This system will help the open source community release better models.
Teknium, the creator of the extremely popular OpenHermes models and
datasets, with over half a million downloads, said:

> “*With this capability we can take huge models to new heights locally,
> and gigantic, hundreds of billions of parameter models are now
> accessible by small labs.*”

At Answer.AI we made this our first project because it’s a key
foundation of our north star: helping make useful AI available to
everyone. Just being able to use *other* people’s models is not enough.
We want everyone to be able to create their *own* personalized models,
so that they are in control of their own AI systems.

## Background

### The big idea

There are two very different levels of hardware used to train deep
learning models. There is the data center class hardware, such as H100s
and A100s, costing [hundreds of thousands of
dollars](https://shop.lambdalabs.com/deep-learning/servers/blade/customize).
Then there are desktop computers containing gaming GPUs, such as dual
4090s, costing [under
$10,000](https://shop.lambdalabs.com/gpu-workstations/vector/customize)
(and which can be assembled from 2nd hand parts for less than half the
price of a pre-built system).

But here’s the key point: the gaming GPUs have similar performance to
the data center GPUs that cost over 10x more! It would be great if we
could use these 10x cheaper (but nearly as fast) cards to train large
language models, but we can’t, because they have much less memory. The
best currently available data center cards have 80GB RAM, whilst gaming
cards max out at 24GB RAM. Since only the largest models produce the
best results, creating the best models has been largely inaccessible to
most people.

We realized that there’s actually no intrinsic reason for this. The
super fast hardware is there, waiting to be used – we just need a way to
feed it with the model and the data in a way that meets its memory
constraints.

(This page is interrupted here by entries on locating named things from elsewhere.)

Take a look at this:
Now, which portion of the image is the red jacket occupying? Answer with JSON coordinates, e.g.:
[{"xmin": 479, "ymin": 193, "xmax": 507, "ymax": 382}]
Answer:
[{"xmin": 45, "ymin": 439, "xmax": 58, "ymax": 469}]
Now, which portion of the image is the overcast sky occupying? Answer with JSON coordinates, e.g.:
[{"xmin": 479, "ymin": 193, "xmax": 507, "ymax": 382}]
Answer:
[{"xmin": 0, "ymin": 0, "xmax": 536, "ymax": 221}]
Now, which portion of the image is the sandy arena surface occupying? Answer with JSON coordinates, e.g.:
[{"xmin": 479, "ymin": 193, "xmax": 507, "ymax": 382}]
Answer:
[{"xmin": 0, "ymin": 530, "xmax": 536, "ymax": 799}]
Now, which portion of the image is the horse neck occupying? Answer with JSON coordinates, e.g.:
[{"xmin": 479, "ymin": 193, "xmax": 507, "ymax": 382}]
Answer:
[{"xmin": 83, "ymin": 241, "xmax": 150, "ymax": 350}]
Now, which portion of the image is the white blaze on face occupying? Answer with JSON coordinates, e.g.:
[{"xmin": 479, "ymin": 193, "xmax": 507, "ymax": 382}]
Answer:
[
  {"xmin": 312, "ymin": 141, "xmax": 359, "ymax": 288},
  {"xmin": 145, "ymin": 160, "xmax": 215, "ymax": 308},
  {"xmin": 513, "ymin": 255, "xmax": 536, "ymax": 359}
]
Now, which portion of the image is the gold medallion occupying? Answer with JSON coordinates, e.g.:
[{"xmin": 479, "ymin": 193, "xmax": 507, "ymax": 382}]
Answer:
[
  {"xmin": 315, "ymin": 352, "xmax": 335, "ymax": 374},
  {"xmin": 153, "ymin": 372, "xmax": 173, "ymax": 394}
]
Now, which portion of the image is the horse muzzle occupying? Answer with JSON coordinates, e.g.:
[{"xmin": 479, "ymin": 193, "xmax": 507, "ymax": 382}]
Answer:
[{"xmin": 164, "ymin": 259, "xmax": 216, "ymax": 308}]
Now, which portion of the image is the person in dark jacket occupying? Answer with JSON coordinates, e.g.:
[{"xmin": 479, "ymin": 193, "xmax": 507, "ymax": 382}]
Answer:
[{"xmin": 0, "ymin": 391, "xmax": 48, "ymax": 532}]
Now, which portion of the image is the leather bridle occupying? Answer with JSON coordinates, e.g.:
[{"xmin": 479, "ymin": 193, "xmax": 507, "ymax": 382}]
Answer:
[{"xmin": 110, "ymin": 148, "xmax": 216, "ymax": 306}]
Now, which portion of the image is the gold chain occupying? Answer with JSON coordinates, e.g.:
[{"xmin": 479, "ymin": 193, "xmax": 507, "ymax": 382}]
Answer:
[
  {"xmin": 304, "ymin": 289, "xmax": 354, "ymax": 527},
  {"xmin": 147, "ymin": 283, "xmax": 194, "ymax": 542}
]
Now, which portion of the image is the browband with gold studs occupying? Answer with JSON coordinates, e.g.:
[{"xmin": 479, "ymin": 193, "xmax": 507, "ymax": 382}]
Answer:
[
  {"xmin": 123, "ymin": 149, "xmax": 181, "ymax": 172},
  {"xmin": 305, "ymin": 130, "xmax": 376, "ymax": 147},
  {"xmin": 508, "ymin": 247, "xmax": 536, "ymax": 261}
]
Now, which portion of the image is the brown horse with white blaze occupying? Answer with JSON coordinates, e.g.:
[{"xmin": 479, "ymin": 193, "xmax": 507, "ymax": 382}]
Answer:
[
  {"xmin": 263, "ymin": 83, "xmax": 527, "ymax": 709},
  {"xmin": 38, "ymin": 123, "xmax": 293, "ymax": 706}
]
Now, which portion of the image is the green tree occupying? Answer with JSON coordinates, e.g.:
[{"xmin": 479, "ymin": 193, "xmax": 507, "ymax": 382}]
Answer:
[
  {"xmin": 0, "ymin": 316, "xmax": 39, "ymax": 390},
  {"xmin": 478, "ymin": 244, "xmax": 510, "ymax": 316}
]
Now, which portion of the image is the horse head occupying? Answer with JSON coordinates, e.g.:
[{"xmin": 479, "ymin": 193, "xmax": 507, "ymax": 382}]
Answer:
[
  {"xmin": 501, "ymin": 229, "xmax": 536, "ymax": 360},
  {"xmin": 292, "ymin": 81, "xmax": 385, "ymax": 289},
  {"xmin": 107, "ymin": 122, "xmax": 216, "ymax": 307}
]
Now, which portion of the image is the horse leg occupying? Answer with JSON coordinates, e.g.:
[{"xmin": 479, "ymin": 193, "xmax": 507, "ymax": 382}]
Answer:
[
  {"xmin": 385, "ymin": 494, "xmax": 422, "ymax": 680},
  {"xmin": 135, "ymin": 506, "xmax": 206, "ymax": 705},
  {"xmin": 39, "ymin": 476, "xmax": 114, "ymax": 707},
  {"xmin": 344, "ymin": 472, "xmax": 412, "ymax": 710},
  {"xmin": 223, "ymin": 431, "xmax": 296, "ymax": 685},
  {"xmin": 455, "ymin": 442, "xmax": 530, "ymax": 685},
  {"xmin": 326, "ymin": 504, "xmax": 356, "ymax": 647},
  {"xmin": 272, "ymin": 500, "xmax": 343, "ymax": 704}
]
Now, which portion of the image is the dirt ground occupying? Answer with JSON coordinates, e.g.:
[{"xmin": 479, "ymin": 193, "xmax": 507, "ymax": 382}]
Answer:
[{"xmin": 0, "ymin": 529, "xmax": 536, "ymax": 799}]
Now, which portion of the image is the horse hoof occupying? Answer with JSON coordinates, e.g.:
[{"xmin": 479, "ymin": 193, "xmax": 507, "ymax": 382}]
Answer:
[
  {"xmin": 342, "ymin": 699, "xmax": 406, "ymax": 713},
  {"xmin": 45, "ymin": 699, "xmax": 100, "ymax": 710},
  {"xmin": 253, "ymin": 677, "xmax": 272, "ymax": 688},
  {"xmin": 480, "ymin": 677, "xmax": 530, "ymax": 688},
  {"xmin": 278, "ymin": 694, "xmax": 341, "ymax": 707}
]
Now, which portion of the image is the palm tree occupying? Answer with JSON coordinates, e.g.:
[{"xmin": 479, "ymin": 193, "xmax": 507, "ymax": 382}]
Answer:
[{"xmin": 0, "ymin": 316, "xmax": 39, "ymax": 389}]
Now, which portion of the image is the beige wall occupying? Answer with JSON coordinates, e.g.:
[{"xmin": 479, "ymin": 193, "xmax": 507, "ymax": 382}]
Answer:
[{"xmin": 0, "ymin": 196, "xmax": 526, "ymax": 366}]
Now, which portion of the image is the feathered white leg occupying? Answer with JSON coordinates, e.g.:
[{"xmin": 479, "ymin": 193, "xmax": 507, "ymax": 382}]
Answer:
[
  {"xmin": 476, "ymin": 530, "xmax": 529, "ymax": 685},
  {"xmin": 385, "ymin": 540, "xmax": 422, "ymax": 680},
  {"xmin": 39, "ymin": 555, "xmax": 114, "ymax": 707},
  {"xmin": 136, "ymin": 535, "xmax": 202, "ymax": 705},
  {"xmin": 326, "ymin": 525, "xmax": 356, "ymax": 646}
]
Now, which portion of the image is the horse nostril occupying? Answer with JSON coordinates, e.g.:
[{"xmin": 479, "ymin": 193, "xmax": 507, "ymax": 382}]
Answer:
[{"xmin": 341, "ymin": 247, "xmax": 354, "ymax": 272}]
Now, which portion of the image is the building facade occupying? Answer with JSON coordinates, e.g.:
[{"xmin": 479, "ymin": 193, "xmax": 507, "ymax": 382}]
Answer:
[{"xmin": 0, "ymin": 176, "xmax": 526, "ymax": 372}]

The obvious question is: why hasn’t this been done then?
All the big industry labs have the 10x more expensive hardware already,
so they don’t really have the incentive to figure this out.

The big idea here is simple: figure out how to use these cheaper,
lower-memory gaming GPUs to train the best available open source models.
So the goal is this: train[1] a 70 billion parameter (70b) model using
only gaming GPUs, which means our per-GPU memory will be at most 24GB.
It’ll be a challenge, because each parameter normally takes 16 bits (2
bytes), so that’s 70\*2=140GB to even store the weights – and that’s
without including all the other data such as activations, gradients, and
optimization state!

### Why this project?

Answer.AI is a very unusual type of organization – a for-profit R&D lab
closer in spirit to [19th century electricity
labs](https://www.answer.ai/posts/2024-01-26-freaktakes-lessons.html)
than to today’s AI research groups. Figuring out how to make large model
training inexpensive and accessible is just the kind of thing Eric Ries
and Jeremy Howard hoped we’d be able to do when the organization was
[launched at
NeurIPS](https://www.answer.ai/posts/2023-12-12-launch.html) last year.

Solving this problem is hard. It requires understanding many separate
libraries (e.g bitsandbytes, PEFT, Transformers, Accelerate, and
PyTorch), and computer science and math concepts (e.g discretization,
distributed computing, GPU programming, linear algebra, SGD concepts
such as gradient checkpointing), and how they all interact.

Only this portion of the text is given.